Я начал посещать Венский университет, работать в библиотеке, стараясь вернуться к научной работе, от которой я несколько лет был совершенно оторван. В группе содействия обсуждались текущие вопросы партийной жизни, которые были для нас совершенно новы: отзовизм, богоискательство, богостроительство, рост оппозиции политике Ленина среди большевиков. Здесь я ознакомился с только что вышедшей книгой Ленина «Материализм и эмпириокритицизм». Как математик я с большим уважением относился к Henri Poincaré, к Pearson; я с большим интересом прочитал в свое время «Механику» и «Теорию тепла» Маха.[158]
Я уже упоминал, что и среди друзей, и среди врагов философия Богданова считалась большевистской разновидностью марксизма. Недаром в одном из «Дневников социал-демократа»[159]
Плеханов писал по поводу газеты «Новая жизнь»: «Ленин тонет, как муха в молоке, среди махистов, декадентов и вырожденцев».[160] Первое впечатление от книги Ленина — ее невероятная резкость, и при том казалось странным, каким образом не физико-математик может критиковать вещи ему незнакомые. Второе впечатление было, что Ленин несомненно прав, обнаружил гениальную интуицию и правильно разобрался в чуждых ему вещах.Вместе с «Левой» мы занимались пересылкой в Россию партийной литературы. Делалось это так: на рынке были куплены конверты и рекламы разных прогоревших фирм. В один из рекламных листков помещался номер партийного журнала, отпечатанный на папиросной бумаге, и вкладывалось предупреждение: «Мы нашли ваш адрес в адрес-календаре и посылаем вам наше издание, надеясь, что оно вас заинтересует». Надписывался адрес, наклеивалась марка, и пакет помещался на два дня под пресс, чтобы папиросная бумага плотно слежалась и не шуршала.
Пакеты посылались лицам, относительно которых была надежда, что они будут передавать номер на прочтение другим, но не всегда это бывало так. Доктор И. П. Борисов, о котором я уже говорил и который к тому времени совершенно отошел от партии, говорил мне несколько лет спустя в Москве: «Знаете, что я ценю в партии? Это то, что она помнит о старых заслугах. Представьте себе, я регулярно получал партийные издания». — «А что же вы с ними делали? Распространяли?» Он засмеялся: «Конечно, нет, по моему положению это было невозможно».
В Вене в то время проживал Троцкий. Он держался в стороне, не был любим в колонии и от времени до времени выступал публично. В одном из его выступлений меня поразил его грубо-вульгарный марксизм. Это было именно проявление того «исторического фатализма», который нам приписывался нашими противниками.
Летом 1909 года «Лева» переехал в Париж, оставив мне пресс и секретарство в группе содействия, и в августе мы с Серафимой Ивановной тоже перебрались в Париж.
На каждом собрании группы содействия остро подымали острые вопросы. Я помню, как на одном из обсуждений известного «лбовского дела»[162]
Ленин говорил тоном, каким только он умел говорить: «Думать надо, товарищ Покровский, головой надо думать».Нам всем был дан совет не оставаться вне европейского рабочего движения, и мы вступили во Французскую социалистическую партию и некоторое время с любопытством посещали ее собрания, митинги, манифестации. Все было не так, как у нас, и решительно все нам не нравилось. Легальное существование для активной политической организации казалось нам очень вредным.

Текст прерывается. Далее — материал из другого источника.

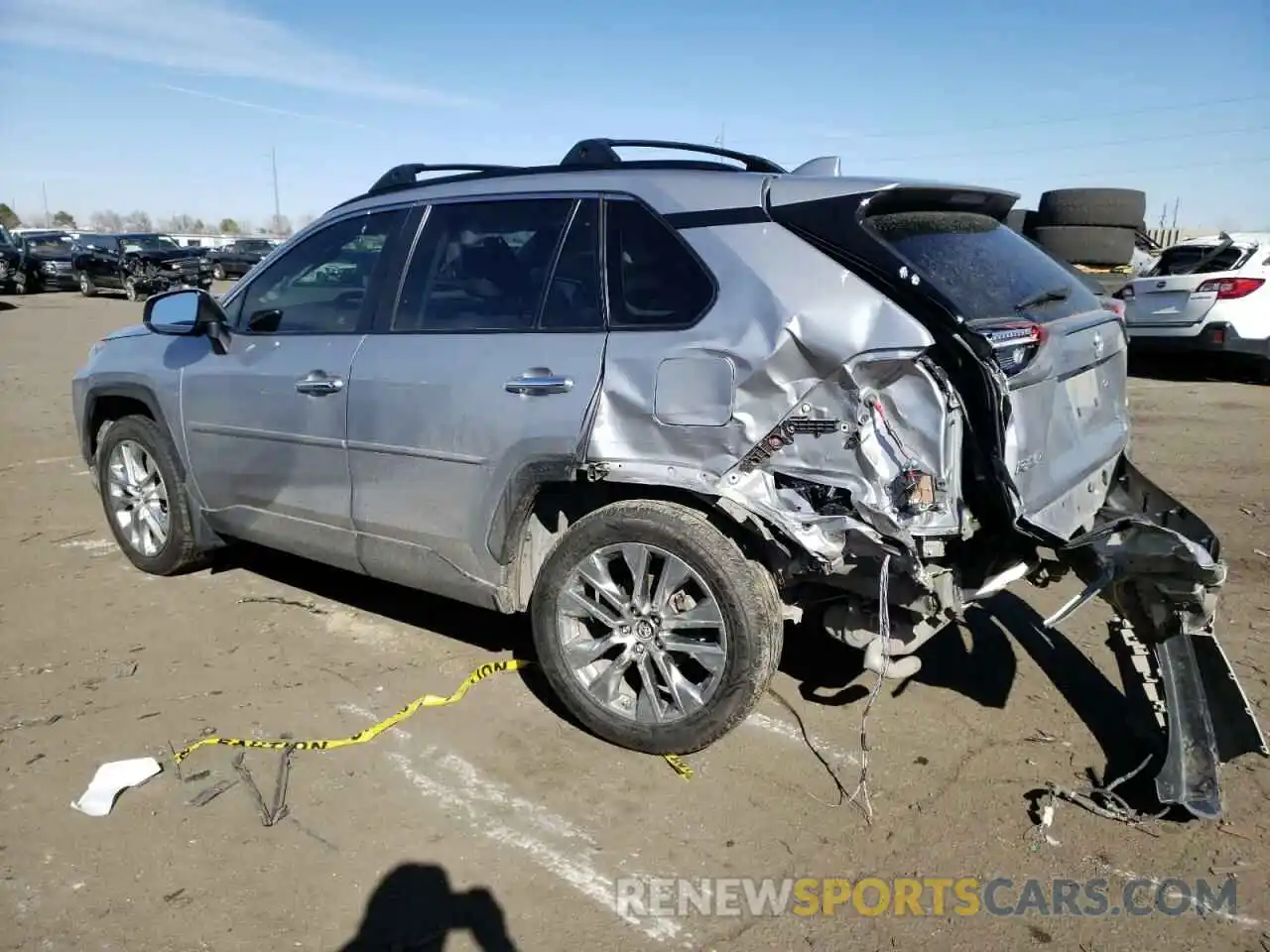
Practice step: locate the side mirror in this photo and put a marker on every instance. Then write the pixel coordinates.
(187, 312)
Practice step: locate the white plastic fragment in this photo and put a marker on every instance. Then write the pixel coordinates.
(113, 778)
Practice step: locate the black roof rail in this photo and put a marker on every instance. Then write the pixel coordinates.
(403, 176)
(599, 153)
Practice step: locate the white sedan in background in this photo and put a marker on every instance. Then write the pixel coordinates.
(1205, 295)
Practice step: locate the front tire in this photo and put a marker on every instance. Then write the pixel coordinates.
(670, 665)
(144, 497)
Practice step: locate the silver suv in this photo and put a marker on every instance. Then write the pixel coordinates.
(662, 407)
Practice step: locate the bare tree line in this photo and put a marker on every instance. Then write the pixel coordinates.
(109, 221)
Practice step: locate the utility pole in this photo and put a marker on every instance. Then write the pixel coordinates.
(277, 207)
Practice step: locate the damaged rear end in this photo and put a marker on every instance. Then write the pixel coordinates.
(992, 451)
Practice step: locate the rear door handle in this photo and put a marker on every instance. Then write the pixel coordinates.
(539, 381)
(318, 384)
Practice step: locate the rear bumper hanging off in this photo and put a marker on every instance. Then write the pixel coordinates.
(1160, 566)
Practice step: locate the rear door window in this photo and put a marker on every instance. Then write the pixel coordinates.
(1182, 259)
(654, 281)
(982, 266)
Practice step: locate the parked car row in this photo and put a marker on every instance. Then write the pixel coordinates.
(1203, 295)
(136, 263)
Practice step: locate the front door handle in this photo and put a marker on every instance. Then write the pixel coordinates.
(318, 384)
(536, 381)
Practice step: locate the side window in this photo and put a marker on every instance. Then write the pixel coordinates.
(318, 286)
(572, 298)
(653, 280)
(481, 266)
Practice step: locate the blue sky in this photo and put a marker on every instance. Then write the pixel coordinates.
(173, 105)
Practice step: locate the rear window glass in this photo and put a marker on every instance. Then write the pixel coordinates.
(1180, 261)
(980, 264)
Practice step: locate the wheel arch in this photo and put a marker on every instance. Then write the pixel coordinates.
(554, 507)
(108, 403)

Так оно мне кажется и сейчас, и я не знаю, как можно совместить активность партийного аппарата с тем мертвым грузом, которым неизбежно обрастает легальная партия.
Я, конечно, возобновил мою научную работу.[163]
Сорбонна в то время переживала один из самых блестящих периодов. В Париж приезжало много крупных иностранных ученых, и в течение ряда лет я смог повидать и послушать крупнейших представителей мировой науки.[164]